An educational demonstration of how machine learning can support clinical decision-making in oncology using transparent and interpretable models.
This project demonstrates an end-to-end workflow for AI-assisted clinical decision support:
- Narrative to Structured Data - Converting unstructured clinical text into structured variables
- Predictive Modeling - Building interpretable ML models for:
- 2-year cancer recurrence risk (Random Forest)
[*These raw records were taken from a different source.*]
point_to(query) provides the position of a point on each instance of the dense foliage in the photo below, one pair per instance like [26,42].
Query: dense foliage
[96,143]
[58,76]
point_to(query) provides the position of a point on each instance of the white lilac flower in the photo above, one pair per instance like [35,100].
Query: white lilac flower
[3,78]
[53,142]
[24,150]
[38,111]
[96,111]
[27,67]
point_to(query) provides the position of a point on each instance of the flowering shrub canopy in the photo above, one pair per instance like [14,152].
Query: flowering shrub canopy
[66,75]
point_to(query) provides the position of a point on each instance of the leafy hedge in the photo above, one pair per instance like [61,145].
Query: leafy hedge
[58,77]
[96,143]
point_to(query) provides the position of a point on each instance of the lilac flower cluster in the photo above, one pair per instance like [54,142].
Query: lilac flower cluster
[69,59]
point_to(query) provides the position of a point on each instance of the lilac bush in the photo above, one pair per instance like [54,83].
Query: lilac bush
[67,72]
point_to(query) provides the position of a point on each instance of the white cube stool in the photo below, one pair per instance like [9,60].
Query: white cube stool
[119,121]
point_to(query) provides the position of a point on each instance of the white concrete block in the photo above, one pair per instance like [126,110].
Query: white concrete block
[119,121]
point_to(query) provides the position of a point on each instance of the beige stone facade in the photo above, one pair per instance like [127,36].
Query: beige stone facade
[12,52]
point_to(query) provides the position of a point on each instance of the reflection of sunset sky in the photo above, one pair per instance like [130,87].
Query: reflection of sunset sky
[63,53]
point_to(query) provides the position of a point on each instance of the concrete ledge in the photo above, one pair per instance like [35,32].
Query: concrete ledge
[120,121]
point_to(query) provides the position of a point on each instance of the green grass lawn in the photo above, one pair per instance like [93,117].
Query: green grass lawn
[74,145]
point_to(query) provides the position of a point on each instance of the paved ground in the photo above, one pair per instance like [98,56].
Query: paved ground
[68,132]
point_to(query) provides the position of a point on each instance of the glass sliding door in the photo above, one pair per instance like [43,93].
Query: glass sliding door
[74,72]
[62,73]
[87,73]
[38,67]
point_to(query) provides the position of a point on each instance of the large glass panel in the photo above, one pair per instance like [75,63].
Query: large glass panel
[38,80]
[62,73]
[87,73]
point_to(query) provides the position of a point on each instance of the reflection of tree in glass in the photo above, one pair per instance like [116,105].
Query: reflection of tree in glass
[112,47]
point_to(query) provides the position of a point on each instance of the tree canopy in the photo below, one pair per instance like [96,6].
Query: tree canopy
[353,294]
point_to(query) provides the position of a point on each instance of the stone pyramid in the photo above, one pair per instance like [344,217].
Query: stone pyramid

- Treatment toxicity risk (Logistic Regression)
- Explainability - Using SHAP values to explain predictions at both global and patient levels
- Clinical Integration - Presenting results in clinician-friendly formats
- Python 3.12 or higher
# Clone the repository
git clone <repository-url>
cd cas_demo
# Create and activate virtual environment
python -m venv .venv
source .venv/bin/activate # On Windows: .venv\Scripts\activate
# Install dependencies
pip install -r requirements.txtjupyter labThen open AI_Clinical_Oncology_Demo.ipynb in the JupyterLab interface.
cas_demo/
├── AI_Clinical_Oncology_Demo.ipynb # Main demonstration notebook
├── data/
│ └── lung_cancer_dataset_toxicity_survival_interaction.csv # Synthetic dataset
├── pyproject.toml # Project configuration
├── requirements.txt # Python dependencies
└── README.md # This file
| Package | Purpose |
|---|---|
| jupyterlab | Interactive notebook environment |
| pandas | Data manipulation and analysis |
| scikit-learn | Machine learning models |
| shap | Model explainability |
| matplotlib | Visualizations |
| seaborn | Statistical visualizations |
The project uses a synthetic dataset of ~10,000 lung cancer patients with the following characteristics:
- 24 variables including demographics, tumor characteristics, molecular markers, and outcomes
- Outcomes: 2-year recurrence, 5-year survival, treatment toxicity
- Educational purposes only - does not contain real patient information
This is an educational demonstration for decision-support exploration only. All predictions should be interpreted by qualified healthcare professionals in the context of the individual patient. The models are trained on synthetic data and should not be used for actual clinical decisions.
This project is for educational purposes.